What did happen last week?
So I started with Majid's training. On AAR (Analogy, Abstractions, Reasoning). It is building on the theory that was the basis for Structural, where I was involved two years ago already. I found it interesting to join for a couple of reasons. To refresh the thinking, that is even more relevant in the current shifting times from generating to reasoning AI, connecting it to the real world. And of course meeting new and longtime not-seen people. The triggered thoughts below include more impressions and connections with other insights from last week.
For the next phase of the research on Civic Protocol Economies, I conducted some more conversations about possible case studies that can inspire or reference the workshop we will organize in September.
I am not jinxing it, but the explorative research report is now designed and needs only some final text updates to be ready to send out. So, hopefully, next week, there will be a link here, too.
I briefed the students of the Minor Makerslab of AUAS for an exploration of generative things. I also had nice conversations on the potential of the Wijkbot, and while connecting this to the other activities, things started to connect even more. I took the chance to make an overview of the activities of Cities of Things as part of the step-by-step update of the web presence. I am still looking into an opportunity to do the last iteration of the Wijkbot-Robo-perspectives workshop in its full length (say about 3 hours with reflecting, ideating, prototyping, and field testing as parallel activities). Let me know!

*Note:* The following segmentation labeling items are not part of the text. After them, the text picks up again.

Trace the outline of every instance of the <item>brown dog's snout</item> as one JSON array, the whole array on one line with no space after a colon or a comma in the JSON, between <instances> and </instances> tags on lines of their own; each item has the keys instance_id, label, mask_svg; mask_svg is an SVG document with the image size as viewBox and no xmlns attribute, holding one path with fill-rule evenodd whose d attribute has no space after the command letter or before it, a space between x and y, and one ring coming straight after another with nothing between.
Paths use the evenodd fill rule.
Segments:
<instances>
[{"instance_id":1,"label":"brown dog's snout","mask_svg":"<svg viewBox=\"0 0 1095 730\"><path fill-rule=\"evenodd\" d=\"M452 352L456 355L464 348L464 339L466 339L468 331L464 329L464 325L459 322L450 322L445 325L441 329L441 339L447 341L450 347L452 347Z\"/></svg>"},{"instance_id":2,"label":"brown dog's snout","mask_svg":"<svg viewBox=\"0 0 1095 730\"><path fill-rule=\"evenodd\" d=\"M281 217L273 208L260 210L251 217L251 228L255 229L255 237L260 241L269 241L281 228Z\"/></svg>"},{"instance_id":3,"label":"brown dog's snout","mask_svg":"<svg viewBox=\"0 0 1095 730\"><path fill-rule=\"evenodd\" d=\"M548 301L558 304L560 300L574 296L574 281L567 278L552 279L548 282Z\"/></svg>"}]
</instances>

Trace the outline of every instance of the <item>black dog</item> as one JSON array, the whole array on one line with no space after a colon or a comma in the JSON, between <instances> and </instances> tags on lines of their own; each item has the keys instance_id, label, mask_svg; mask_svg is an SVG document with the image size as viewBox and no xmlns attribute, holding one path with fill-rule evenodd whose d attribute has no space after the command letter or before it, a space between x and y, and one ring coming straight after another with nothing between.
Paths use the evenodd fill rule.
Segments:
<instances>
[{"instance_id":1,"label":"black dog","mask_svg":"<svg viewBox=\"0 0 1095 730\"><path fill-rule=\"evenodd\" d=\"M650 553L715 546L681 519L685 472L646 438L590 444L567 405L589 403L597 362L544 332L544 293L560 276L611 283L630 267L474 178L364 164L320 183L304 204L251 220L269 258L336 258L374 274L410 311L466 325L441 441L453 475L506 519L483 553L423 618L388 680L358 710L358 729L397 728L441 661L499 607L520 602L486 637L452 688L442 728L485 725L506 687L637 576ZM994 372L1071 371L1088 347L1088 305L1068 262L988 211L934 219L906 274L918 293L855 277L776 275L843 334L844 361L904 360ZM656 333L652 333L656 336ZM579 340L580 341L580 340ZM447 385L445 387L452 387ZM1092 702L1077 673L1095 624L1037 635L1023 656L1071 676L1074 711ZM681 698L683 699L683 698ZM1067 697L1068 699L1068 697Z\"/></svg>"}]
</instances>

Oh, and I learned about the potential of satellites as sensors in a lecture by Dimitri Tokmetzis at Sensemakers. It made me think that there is another layer of synthetic reality built upon a heavy layer of computation that has our trust to be a super reality, while it is life. But what if computational cleaning and even nudging predicting becomes part of this…? The most significant change in our current times is not that we will be augmented with a new level of intelligence exoskeleton (ubiquitous intelligence), but what the computed reality will do with our sense of reality. Our sense of being…
What did I notice last week?
Find the notices from the news below, in human and AI partnerships, robotic performances, immersive connectedness, and tech societies.
- Among others, introduced Perplexity, an extension of the mobile app that is eating in Apple Intelligence promises.
- AI as search or shopping buddy, it becomes default sooner than you think
- The state of autonomous driving. And an off-the-shelf exoskeleton for doing construction work.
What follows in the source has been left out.